La Constitución establece que los proyectos de ley tienen una vigencia de dos legislaturas. De no ser aprobada antes del 26 de julio de 2026, la pieza legislativa perimiría automáticamente, obligando a reiniciar el proceso desde cero. Sectores de la oposición y figuras como el diputado Héctor Ramírez han deplorado la lentitud del proceso, señalando que, aunque diversas organizaciones entregaron propuestas de levantamiento hace tiempo, la burocracia estatal no ha logrado traducir estas demandas en una aprobación efectiva.
Puntos de discordia y avances parciales.
Aunque el Senado recientemente aprobó en primera lectura modificaciones que incluyen límites estrictos al uso de la fuerza y la prohibición de registros basados en prejuicios raciales o de apariencia, el camino hacia una transformación integral sigue lleno de escollos. Los principales obstáculos señalados por los legisladores incluyen:
Complejidad técnica: Un proyecto de ley compuesto por más de 300 artículos que requiere armonización con el nuevo Código Penal.
Solicitudes de cambio: Modificaciones constantes solicitadas por el Ministerio de Interior y Policía que han ralentizado la revisión en la comisión especial.
Carga institucional: La acumulación de tareas en las distintas comisiones senatoriales ha impedido dedicar el tiempo exclusivo que requiere la pieza.
La brecha entre la reforma estructural y la realidad en las calles.

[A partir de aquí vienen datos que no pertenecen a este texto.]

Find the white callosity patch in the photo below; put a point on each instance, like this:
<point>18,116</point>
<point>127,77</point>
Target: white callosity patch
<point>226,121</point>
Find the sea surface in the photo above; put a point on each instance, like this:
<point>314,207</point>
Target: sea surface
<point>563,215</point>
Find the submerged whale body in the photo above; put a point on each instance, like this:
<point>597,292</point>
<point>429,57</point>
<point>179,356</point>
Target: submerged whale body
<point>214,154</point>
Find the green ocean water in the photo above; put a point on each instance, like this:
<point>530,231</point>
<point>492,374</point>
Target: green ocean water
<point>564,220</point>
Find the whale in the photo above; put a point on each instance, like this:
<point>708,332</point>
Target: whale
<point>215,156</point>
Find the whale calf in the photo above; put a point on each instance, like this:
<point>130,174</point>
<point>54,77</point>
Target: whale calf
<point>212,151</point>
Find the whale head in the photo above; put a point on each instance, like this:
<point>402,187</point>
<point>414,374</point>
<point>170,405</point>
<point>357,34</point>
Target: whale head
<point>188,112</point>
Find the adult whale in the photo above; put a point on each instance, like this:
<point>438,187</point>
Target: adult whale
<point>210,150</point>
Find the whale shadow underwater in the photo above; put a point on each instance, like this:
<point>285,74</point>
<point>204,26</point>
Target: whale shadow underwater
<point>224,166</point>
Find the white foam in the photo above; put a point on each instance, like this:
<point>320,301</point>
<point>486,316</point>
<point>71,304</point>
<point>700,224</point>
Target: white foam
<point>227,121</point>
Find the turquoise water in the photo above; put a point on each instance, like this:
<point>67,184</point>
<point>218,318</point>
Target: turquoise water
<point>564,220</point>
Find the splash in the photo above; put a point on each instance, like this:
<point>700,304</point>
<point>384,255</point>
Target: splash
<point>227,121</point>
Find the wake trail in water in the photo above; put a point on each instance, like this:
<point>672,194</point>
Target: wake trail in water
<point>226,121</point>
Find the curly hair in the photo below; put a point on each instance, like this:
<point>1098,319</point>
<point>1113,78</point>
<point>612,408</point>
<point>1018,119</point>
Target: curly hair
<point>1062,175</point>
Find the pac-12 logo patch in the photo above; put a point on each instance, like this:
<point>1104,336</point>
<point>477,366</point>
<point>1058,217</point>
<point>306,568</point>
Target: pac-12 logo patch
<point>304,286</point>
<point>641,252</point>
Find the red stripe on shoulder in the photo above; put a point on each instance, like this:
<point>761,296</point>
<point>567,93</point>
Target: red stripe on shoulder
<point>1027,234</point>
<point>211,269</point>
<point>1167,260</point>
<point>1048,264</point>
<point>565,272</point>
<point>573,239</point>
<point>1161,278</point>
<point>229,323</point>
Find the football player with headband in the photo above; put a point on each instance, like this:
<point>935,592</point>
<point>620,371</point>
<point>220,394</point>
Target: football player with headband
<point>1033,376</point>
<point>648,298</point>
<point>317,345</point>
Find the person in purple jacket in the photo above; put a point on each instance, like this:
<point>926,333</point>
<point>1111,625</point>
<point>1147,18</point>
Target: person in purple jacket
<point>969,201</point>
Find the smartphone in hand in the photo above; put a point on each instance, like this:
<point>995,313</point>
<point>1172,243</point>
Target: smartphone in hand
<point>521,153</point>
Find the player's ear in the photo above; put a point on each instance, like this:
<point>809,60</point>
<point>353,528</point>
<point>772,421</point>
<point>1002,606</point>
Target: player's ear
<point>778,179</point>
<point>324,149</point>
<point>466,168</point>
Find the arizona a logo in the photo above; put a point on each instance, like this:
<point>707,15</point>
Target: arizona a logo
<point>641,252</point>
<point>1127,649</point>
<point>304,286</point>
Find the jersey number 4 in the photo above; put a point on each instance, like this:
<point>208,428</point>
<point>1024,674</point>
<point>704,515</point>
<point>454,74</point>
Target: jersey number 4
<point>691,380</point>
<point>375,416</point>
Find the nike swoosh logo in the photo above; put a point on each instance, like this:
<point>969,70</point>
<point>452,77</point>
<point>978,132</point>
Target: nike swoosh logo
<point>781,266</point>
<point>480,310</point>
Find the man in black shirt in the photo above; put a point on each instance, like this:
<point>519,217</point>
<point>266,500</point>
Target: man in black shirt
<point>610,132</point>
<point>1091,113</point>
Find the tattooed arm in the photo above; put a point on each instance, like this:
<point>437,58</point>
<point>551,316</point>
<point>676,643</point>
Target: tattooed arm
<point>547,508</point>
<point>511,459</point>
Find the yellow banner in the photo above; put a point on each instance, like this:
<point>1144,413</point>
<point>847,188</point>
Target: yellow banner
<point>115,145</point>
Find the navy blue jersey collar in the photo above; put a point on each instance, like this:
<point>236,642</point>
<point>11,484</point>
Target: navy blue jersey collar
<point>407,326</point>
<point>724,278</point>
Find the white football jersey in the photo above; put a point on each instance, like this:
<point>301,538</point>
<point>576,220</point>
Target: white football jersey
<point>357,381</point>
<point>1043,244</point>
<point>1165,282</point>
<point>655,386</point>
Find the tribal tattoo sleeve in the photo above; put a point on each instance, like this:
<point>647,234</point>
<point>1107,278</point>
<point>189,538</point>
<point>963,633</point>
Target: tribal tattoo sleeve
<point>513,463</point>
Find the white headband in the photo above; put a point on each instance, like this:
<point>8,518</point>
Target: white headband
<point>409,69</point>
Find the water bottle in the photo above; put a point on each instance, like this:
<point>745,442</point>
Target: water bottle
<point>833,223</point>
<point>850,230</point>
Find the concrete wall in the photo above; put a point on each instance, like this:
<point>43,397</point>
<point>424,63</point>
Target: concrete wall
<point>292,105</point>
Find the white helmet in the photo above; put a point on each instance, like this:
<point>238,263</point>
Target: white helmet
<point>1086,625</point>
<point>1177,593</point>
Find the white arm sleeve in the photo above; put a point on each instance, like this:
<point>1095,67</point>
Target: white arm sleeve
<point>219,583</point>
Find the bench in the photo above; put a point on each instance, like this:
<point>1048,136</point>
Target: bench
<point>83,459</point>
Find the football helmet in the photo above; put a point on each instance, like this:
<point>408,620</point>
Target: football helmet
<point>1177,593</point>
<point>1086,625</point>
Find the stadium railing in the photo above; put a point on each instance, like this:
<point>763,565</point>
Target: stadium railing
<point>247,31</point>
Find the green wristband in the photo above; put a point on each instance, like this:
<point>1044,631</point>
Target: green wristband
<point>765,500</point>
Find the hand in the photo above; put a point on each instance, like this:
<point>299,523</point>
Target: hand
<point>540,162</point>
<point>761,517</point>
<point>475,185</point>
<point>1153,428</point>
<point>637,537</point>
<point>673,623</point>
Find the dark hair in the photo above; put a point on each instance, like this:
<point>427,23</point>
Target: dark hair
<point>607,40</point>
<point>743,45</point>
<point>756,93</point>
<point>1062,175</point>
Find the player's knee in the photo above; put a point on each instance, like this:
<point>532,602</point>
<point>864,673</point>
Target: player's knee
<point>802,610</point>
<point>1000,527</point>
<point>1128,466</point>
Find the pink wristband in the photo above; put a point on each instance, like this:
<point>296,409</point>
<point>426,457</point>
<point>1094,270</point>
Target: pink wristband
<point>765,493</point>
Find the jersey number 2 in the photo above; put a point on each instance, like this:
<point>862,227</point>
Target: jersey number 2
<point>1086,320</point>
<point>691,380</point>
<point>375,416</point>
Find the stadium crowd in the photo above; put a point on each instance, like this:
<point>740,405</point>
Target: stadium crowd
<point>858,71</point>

Más allá de las discusiones en el Congreso, la ciudadanía mantiene un fuerte escepticismo. Voces críticas sostienen que la institución sigue inspirando "miedo, no respeto" y denuncian que la falta de un control interno efectivo y el incumplimiento de protocolos básicos continúan derivando en abusos inaceptables. Mientras el Gobierno defiende los avances en formación, infraestructura de destacamentos y monitoreo de criminalidad, la persistencia de casos de abuso policial mantiene el debate sobre la verdadera profundidad de la reforma en el centro de la atención pública.